A opinião é do teólogo e padre italiano Marcello Neri, professor da Universidade de Flensburg, na Alemanha, em artigo publicado em Settimana News, 31-12-2021. A tradução é de Moisés Sbardelotto.
Eis o artigo.
Para a Igreja italiana, o caminho sinodal fortemente desejado para ela pelo Papa Francisco representa uma oportunidade que também é um ponto sem volta.
Perder essa oportunidade significaria apagar-se na inércia que a envolve há muito tempo – e são muitas as formas pelas quais isso pode ocorrer.
- Principalmente para uma Igreja que contemporizou durante todo o pontificado de Francisco,
- esperando simplesmente que ele passasse.
- Dos muitos espaços que ele nos abriu, quase todos ficaram vazios, sem inventividade pastoral e sem convicção eclesial.
A inércia parece ser a característica da Igreja italiana na última década.
- Desorientada em relação aos processos de transformação
- que não dizem respeito apenas à sociedade civil, mas também às formas do crer contemporâneo.
- Processos que estão em curso há mais de meio século, na verdade.
Em relação à mentalidade média que circula pelo catolicismo italiano, o mundo da vida cotidiana já é outra coisa.
- Passamos décadas tentando produzir em laboratório um catolicismo que não existia mais na realidade.
- Exceto para depois nos surpreendemos com a afasia entre as práticas eclesiais e as da vida comum das pessoas.
Diante desse hiato, não se trata mais de atualizar a Igreja italiana, mas de reinventá-la.
O Sínodo iniciado, embora poucos se tenham dado conta dele nas comunidades cristãs da Itália,
- não pode ser uma mera adequação dialógica das estruturas da Igreja a um horizonte comunitário do pensar e do viver a fé na Itália.
- Não pode ser isso, porque o parâmetro da adequação produziria a simples continuação de um catolicismo substancialmente clerical – tanto dos padres quanto dos leigos.
Apesar do cansaço estrutural da Igreja italiana, cujo espelho é a Conferência Episcopal e a sua inércia que se revela no fato de ir a reboque quando não é mais possível ficar parado,
- o catolicismo italiano ainda conhece vivacidades significativas
- que traduzem a fé contemporânea às vivências das pessoas.
Comunidades, paróquias, grupos, associações, experiências espalhadas pelo território do país – que, porém, não se conhecem reciprocamente e não se frequentam. Por muitas razões.
Esse espalhamento insular do melhor que o catolicismo italiano pode oferecer hoje poderia ser um bom ponto de partida para o Sínodo da nossa Igreja.
Ele deveria se tornar uma oportunidade para conectar essas práticas do crer no contexto civil da Itália de hoje.

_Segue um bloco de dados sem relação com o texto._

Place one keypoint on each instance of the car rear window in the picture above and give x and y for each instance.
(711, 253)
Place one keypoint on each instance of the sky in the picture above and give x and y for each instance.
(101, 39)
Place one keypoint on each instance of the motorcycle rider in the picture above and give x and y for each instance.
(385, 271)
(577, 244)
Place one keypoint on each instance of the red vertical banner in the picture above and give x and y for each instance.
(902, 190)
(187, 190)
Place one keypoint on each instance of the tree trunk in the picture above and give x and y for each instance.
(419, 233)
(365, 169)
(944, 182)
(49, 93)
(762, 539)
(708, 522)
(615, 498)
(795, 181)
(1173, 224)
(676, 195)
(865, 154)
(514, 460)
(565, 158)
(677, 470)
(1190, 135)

- Não precisamos de grandes programas que vêm de cima,
- mas de um esforço federativo que sirva de força motriz para aquilo que há de bom e se encontra disperso por todo o território do nosso país.
- Imaginando uma liderança generalizada e variada, mas não insular e biográfica.
- Procurando-a nas margens das formas institucionais que recebemos da era conciliar.
Com isso, essas experiências poderão sair do berço seguro em que surgiram e frutificam. Reuni-las significaria também
- aliviá-las do senso de solidão pioneira que muitas vezes as distingue,
- permitindo uma circulação de práticas de fé que poderiam ser remoduladas de forma variada,
- de acordo com os contextos e as situações locais.
Em suma,
- o Sínodo da Igreja italiana deveria ser a oportunidade para sair de um provincialismo que corre o risco de ser dispersivo para o catolicismo atual.
- Viver com horizontes mais amplos é o que poderia relançá-lo, mesmo na condição de minoria civil e cultural.
O associacionismo do século XX, sobretudo entre as duas guerras,
- teve o mérito de criar uma dimensão europeia e internacional do catolicismo –
- sem a qual, muito provavelmente, o projeto político europeu que levou o nosso continente para fora de uma inimizade beligerante há séculos
- não teria visto a luz.
Essa inspiração e esses horizontes mais amplos de então são uma lição com a qual ainda podemos aprender, sobre a qual vale a pena investir recursos, pessoas, estruturas, em um projeto de longo prazo.
Quem quer que seja o papa, porque o futuro da Igreja, até mesmo da italiana, não está mais em jogo totalmente aí.